[周子韫:有空的话就过来,他太难搞了。]
她低头点开手机,深呼吸一口气,目不斜视地掠过那一群男男女女,顶着身后那人如炬的视线往里面走。
这家俱乐部是由原先的废弃工厂改造的,盘下这地方的老板干脆就沿用这种风格,不大改还挺有特色的,这地方宽敞,但缺点也很明显,那就是暗。
晴天还好,有光线透进来,可一到阴天,比如今天这种鬼天气,整个俱乐部就跟鬼屋似的,风往过道一吹就哗哗地响,听起来慎得慌。
周子韫坐在环形沙发上,朝她招了招手,指着旁边让她坐会儿。
乌妤摇摇头,说:“没事,要我做什么?”
“晕不晕车?”周子韫出声,把一瓶矿泉水递到她面前。
“有点。”乌妤如实说。
“那不太好办了,他要跟我打赌。”
乌妤看了看周子韫,问:“关于我吗?”
“不是。”周子韫笑了笑,“你清楚我每年来这待半个月只是想放松……但是他太难缠了。

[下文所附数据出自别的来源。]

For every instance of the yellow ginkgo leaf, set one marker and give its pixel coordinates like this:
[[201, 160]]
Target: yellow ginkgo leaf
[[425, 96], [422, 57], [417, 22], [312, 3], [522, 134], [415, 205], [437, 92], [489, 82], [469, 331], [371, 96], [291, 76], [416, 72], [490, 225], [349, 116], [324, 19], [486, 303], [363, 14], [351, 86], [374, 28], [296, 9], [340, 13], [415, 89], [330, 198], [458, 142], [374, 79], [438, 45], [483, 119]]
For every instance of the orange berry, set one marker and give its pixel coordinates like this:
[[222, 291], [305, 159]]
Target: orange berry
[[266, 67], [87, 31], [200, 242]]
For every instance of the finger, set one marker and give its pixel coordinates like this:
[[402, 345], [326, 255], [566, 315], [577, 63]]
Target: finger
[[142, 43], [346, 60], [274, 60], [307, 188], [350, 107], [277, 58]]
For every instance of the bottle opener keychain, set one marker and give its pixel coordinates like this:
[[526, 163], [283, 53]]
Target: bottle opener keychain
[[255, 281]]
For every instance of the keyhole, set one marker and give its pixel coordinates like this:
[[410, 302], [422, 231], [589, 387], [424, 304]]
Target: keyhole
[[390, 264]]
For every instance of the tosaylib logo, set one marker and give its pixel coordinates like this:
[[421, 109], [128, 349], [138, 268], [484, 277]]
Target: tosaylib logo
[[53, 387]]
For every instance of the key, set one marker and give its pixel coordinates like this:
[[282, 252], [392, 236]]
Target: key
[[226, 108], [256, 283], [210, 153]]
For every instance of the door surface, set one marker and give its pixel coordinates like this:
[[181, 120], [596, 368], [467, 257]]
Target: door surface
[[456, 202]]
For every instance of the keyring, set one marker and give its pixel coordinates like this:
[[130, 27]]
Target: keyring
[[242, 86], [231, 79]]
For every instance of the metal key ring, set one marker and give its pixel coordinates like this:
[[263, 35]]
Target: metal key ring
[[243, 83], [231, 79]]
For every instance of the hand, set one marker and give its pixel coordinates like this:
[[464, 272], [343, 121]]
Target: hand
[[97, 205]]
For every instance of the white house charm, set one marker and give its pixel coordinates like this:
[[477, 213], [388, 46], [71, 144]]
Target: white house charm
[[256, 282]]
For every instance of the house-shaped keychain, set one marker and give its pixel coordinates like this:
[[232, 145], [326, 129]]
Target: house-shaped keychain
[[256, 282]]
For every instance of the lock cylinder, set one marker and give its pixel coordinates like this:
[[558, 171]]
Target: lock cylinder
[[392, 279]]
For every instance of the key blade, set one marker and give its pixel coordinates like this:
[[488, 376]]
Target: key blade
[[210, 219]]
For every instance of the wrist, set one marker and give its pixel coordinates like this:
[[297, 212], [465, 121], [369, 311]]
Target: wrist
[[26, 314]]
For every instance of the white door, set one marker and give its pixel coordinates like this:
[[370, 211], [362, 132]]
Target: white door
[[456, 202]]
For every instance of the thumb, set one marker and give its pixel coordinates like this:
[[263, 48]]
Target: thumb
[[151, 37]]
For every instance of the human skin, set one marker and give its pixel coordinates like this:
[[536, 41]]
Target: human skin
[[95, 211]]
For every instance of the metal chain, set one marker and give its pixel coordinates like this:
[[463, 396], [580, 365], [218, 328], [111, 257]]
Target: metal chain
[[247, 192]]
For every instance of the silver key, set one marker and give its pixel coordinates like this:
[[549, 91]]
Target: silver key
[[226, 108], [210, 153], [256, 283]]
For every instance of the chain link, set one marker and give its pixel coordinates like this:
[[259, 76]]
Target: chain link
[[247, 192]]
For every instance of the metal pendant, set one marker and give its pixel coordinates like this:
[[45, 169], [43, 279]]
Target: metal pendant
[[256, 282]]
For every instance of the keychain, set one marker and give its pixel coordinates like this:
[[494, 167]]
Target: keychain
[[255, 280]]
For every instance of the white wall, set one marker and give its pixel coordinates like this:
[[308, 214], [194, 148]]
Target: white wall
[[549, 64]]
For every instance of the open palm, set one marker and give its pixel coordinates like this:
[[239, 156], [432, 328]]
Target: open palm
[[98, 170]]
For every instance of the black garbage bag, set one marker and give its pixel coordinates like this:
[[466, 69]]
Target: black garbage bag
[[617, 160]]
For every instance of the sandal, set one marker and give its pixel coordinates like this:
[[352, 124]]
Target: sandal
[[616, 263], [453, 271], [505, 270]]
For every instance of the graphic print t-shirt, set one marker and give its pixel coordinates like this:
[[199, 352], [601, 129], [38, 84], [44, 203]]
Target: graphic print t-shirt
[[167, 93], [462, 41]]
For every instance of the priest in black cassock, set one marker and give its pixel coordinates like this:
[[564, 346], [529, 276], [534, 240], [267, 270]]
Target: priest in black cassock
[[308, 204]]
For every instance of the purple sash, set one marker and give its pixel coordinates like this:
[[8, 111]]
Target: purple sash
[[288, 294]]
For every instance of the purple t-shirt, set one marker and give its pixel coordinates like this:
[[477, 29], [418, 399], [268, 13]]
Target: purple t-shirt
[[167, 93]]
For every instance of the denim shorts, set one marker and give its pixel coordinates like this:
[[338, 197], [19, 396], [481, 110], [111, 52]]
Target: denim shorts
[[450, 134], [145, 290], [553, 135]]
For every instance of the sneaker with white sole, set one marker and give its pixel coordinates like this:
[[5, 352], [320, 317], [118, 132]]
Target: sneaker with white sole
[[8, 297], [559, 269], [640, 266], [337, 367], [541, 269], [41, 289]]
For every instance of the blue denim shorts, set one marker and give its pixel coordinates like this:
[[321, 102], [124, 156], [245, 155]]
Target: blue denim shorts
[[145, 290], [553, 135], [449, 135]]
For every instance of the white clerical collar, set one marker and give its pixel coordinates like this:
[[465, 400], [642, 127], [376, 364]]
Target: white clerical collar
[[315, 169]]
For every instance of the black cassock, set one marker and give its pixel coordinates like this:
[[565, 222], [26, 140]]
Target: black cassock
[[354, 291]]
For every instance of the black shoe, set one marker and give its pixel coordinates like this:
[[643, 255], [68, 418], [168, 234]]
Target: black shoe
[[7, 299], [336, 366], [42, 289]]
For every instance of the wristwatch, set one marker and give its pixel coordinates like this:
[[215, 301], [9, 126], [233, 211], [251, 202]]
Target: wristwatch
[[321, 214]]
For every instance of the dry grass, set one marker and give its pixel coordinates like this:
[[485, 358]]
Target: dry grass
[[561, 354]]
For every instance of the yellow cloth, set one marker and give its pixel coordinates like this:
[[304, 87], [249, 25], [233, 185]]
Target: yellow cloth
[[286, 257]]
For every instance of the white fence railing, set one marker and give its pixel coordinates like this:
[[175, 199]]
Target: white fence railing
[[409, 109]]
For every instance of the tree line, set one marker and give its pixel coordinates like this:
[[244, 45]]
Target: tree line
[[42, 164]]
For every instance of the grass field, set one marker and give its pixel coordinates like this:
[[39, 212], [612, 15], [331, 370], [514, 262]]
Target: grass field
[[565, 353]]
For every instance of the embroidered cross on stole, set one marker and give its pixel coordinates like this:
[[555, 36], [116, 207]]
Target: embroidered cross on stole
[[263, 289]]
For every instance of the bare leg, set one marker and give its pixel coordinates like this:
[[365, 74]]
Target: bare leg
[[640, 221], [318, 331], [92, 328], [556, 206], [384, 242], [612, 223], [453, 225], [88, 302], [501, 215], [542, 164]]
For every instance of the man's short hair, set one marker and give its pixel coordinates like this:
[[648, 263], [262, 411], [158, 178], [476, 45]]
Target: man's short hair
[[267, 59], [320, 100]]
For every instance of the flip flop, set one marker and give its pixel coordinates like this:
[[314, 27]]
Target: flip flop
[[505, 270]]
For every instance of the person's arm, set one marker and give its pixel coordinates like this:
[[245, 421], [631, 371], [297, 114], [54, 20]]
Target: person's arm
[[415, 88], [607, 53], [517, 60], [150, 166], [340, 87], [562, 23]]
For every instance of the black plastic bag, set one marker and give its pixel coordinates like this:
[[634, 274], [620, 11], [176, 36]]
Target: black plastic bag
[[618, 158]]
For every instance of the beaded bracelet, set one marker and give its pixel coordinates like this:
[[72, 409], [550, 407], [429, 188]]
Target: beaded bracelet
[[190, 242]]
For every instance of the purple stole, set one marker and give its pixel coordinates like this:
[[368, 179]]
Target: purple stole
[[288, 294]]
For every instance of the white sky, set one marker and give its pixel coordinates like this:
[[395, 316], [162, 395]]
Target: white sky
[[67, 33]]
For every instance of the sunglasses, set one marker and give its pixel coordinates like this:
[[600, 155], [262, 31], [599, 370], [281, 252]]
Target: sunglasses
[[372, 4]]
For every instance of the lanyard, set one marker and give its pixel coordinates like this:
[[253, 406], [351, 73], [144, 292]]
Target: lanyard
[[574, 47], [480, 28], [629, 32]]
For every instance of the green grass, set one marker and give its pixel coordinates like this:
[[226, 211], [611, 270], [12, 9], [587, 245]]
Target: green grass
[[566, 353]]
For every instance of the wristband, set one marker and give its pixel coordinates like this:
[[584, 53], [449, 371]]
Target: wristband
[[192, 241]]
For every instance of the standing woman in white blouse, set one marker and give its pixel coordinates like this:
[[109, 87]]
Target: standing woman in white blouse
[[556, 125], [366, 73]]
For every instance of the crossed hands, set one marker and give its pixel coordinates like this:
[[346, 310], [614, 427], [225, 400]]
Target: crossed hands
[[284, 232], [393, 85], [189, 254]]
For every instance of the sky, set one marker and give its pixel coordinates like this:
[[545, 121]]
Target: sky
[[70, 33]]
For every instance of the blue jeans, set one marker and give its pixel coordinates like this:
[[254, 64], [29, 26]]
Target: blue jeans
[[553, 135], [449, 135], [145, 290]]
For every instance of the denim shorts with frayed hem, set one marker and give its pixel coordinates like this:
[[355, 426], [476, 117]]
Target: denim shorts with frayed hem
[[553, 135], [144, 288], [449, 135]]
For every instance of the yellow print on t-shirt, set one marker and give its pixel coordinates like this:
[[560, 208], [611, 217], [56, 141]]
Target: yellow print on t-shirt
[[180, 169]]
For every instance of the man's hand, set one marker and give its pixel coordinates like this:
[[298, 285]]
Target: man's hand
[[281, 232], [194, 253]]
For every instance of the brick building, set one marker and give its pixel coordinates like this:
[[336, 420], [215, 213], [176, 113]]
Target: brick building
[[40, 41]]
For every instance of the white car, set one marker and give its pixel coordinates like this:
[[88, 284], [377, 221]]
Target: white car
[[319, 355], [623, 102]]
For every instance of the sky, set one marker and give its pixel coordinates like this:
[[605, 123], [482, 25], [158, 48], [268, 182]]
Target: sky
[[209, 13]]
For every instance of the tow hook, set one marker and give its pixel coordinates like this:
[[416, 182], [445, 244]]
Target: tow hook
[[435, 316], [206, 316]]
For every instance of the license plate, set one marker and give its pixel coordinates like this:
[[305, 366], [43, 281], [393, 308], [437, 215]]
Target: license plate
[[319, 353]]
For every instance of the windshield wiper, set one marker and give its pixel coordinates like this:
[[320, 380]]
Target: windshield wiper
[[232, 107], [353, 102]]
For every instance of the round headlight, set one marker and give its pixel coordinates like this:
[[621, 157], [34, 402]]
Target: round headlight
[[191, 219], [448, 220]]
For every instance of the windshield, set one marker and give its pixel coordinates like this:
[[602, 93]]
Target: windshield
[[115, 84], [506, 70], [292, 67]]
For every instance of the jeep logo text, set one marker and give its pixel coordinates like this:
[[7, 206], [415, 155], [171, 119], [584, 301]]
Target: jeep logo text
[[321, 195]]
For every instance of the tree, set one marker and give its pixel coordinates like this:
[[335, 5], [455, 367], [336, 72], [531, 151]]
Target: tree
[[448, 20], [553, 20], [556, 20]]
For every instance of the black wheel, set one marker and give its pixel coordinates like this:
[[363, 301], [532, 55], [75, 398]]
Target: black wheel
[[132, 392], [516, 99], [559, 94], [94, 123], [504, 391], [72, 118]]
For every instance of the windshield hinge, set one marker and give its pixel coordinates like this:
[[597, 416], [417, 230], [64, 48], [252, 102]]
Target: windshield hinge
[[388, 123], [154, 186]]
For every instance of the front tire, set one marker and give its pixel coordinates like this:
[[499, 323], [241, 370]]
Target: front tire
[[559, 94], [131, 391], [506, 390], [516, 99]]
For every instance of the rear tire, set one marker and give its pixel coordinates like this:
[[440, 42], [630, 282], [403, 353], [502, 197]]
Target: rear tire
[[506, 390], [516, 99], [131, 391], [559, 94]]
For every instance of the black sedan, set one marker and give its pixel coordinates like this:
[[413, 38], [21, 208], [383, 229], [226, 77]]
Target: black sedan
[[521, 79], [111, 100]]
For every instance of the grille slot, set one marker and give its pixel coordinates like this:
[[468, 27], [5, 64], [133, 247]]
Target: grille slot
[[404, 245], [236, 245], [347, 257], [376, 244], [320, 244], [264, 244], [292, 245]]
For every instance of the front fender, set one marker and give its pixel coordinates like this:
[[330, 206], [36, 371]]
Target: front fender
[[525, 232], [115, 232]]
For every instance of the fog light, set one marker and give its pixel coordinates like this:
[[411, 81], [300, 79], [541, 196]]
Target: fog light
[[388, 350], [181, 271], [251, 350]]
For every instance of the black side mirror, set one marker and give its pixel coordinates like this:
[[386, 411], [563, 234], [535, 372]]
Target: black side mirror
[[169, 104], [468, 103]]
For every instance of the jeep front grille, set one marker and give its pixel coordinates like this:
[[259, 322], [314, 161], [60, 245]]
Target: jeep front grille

”
乌妤搅着衣摆,不太好接这话。
话没说两句,一楼的大灯刷地打开,从角落亮到房顶,她下意识抬头望去。
目光触及到宗崎望着自己毫不掩饰的兴味,像被蜇了下迅速收回来,只盯着面前的茶几看,背脊也不自觉挺得更直。
一股从外携来的凉气萦绕在她周身,乌妤垂着的眼睫颤了下,她知道是宗崎将手臂搭在她身后了。
“好久不见。”声音说小也不小,但足够对面的周子韫,以及后面跟上来的一群人听见。